The developer tooling space doesn’t follow the rules of traditional marketing as we typically understand them. Developers don’t like feeling like they’re being sold to. They prefer a more organic process where trust in a tool grows through their engagement with the community—whether that’s contributing to open-source projects or creating valuable content on their blogs (a form of content marketing). When I think about tools I’ve come to trust, like Posthog, Fly.io, or more recently Depot, what they share is a knack for producing great content.
While we should keep using our blog to share product updates and plans, I think we should double down on content that resonates with the community—and, by extension, with search engines and LLM crawlers aiming to stay relevant across different spaces. I created this category to brainstorm topic ideas we could explore. Feel free to suggest topics you’d like us to cover or that you think are relevant today.
I believe it’s crucial that we dive deep into any topic we write about, truly understanding and sharing insights on the subject. Take NSHipster as an example—their blog posts are gifts to the community. If people value the content we create, they’ll trust us more and might consider using Tuist when the need arises.
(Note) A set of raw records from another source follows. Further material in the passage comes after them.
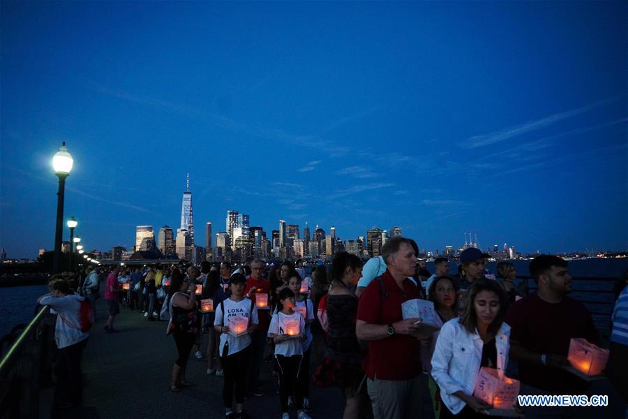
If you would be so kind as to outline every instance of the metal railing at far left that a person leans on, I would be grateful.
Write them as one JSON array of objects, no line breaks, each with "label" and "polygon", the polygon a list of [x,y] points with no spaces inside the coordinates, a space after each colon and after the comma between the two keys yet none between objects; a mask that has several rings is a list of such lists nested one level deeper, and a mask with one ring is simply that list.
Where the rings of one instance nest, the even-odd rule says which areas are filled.
[{"label": "metal railing at far left that a person leans on", "polygon": [[55,321],[42,307],[0,360],[1,418],[38,418],[40,388],[52,377]]}]

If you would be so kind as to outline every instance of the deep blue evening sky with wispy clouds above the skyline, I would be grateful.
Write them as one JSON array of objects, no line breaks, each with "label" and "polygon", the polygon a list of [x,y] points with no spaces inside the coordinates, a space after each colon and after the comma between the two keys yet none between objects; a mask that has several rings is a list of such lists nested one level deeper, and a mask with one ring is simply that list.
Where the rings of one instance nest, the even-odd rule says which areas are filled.
[{"label": "deep blue evening sky with wispy clouds above the skyline", "polygon": [[[1,3],[0,246],[179,226],[401,226],[628,249],[628,3]],[[66,228],[65,237],[69,232]]]}]

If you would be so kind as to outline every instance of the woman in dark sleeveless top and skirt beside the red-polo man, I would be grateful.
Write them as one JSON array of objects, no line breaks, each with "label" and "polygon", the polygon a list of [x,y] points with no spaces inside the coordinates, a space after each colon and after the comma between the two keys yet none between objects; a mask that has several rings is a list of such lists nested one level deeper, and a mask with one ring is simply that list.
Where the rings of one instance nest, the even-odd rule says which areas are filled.
[{"label": "woman in dark sleeveless top and skirt beside the red-polo man", "polygon": [[364,351],[355,334],[358,298],[350,288],[357,284],[361,273],[360,258],[345,251],[336,254],[331,264],[331,285],[327,294],[327,353],[314,373],[316,385],[341,388],[346,403],[344,419],[364,417],[368,405],[361,367]]}]

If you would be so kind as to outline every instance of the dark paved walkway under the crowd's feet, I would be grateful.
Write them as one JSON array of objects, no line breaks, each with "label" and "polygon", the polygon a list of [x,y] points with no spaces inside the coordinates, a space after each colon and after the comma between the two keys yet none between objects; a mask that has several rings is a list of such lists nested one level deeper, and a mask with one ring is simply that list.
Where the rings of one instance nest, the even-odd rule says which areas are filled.
[{"label": "dark paved walkway under the crowd's feet", "polygon": [[[207,360],[190,357],[187,378],[197,383],[178,393],[169,389],[172,364],[177,357],[174,339],[165,335],[165,322],[149,322],[138,311],[121,308],[115,328],[119,333],[103,331],[107,306],[96,302],[98,321],[84,351],[84,406],[56,412],[52,418],[224,418],[223,378],[207,376]],[[207,340],[205,341],[207,344]],[[204,348],[202,349],[204,351]],[[246,399],[244,409],[255,419],[280,418],[276,378],[271,365],[262,367],[262,397]],[[593,384],[590,394],[608,395],[610,406],[577,408],[578,418],[622,418],[625,411],[618,393],[608,380]],[[50,398],[50,397],[48,397]],[[342,418],[343,399],[335,388],[311,386],[310,412],[315,419]],[[433,418],[428,392],[425,392],[424,418]],[[46,417],[42,412],[42,417]],[[544,409],[544,413],[548,413]],[[296,412],[291,412],[296,418]],[[526,418],[538,417],[528,409]]]}]

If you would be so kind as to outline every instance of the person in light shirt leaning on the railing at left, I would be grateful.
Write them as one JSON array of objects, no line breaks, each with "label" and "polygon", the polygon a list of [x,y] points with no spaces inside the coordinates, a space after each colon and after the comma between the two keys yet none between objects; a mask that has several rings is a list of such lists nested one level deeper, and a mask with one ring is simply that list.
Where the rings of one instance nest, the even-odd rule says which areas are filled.
[{"label": "person in light shirt leaning on the railing at left", "polygon": [[48,283],[50,293],[37,302],[50,306],[57,312],[54,340],[59,348],[54,361],[57,386],[54,389],[54,406],[67,409],[82,401],[81,358],[89,333],[81,330],[81,301],[84,297],[74,293],[65,279],[53,279]]}]

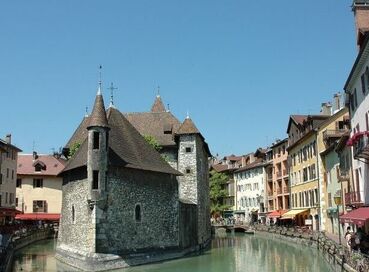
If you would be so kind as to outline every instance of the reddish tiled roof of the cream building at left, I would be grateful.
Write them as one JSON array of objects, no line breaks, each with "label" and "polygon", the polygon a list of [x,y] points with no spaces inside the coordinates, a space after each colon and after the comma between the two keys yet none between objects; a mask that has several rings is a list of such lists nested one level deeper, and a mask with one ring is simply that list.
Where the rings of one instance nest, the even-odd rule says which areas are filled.
[{"label": "reddish tiled roof of the cream building at left", "polygon": [[[41,172],[35,172],[35,165],[39,162],[45,165]],[[18,175],[37,175],[37,176],[56,176],[64,169],[65,161],[57,159],[53,155],[38,155],[36,160],[32,154],[19,154],[17,174]]]}]

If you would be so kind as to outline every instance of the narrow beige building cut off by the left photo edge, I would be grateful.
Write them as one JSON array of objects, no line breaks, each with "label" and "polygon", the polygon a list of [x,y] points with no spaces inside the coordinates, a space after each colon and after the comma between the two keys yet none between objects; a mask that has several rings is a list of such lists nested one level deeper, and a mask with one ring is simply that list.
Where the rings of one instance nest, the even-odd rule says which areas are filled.
[{"label": "narrow beige building cut off by the left photo edge", "polygon": [[14,219],[15,186],[17,179],[18,147],[12,145],[11,135],[0,139],[0,225]]}]

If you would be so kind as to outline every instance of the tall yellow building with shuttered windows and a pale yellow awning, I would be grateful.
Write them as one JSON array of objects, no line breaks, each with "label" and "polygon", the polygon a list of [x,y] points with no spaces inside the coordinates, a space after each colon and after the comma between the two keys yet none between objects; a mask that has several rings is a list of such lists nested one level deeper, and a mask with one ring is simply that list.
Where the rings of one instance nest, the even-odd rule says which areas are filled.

Apart from Tuist-specific blog posts, I think topics should come about primarily by two ways:
There’s a new announcement in the space. We should jump on these and provide our perspective. I feel the Swift Build blog post resonated well with the community.
Pick topics that we’re touching on as we’re working on the product. Adding support for MCP? Let’s write a blog post about that. Contributed to swift-package-manager? Blog post! (I really should get on that ) Got an interesting question or do we see a common pattern, such as dynamic vs static frameworks? That’s a great topic!
I’d love our posts to come about naturally. But we can definitely flag ideas here whenever we see an opportunity when working on something, reviewing a PR, etc. I would not be doing deep explorations into technical topics just for the sake of writing a post when it’s unrelated to our work.
Some additional ideas I’ve had lately:
expectedSignature of XCFrameworks in Xcode projects and their impact on security: XCFramework: support signature. by TamarMilchtaich · Pull Request #7411 · tuist/tuist · GitHub (we can also reach out to see if they would be interested in doing a guest post) I think in general, we have a lot of opportunities to write posts about niche things in Xcode. That’s where a lot of our expertise is.
We can talk about how to use Mise built-in functionality and Swift macros to pass and obfuscate sensitive information at built-time, and expose it only from CI environments.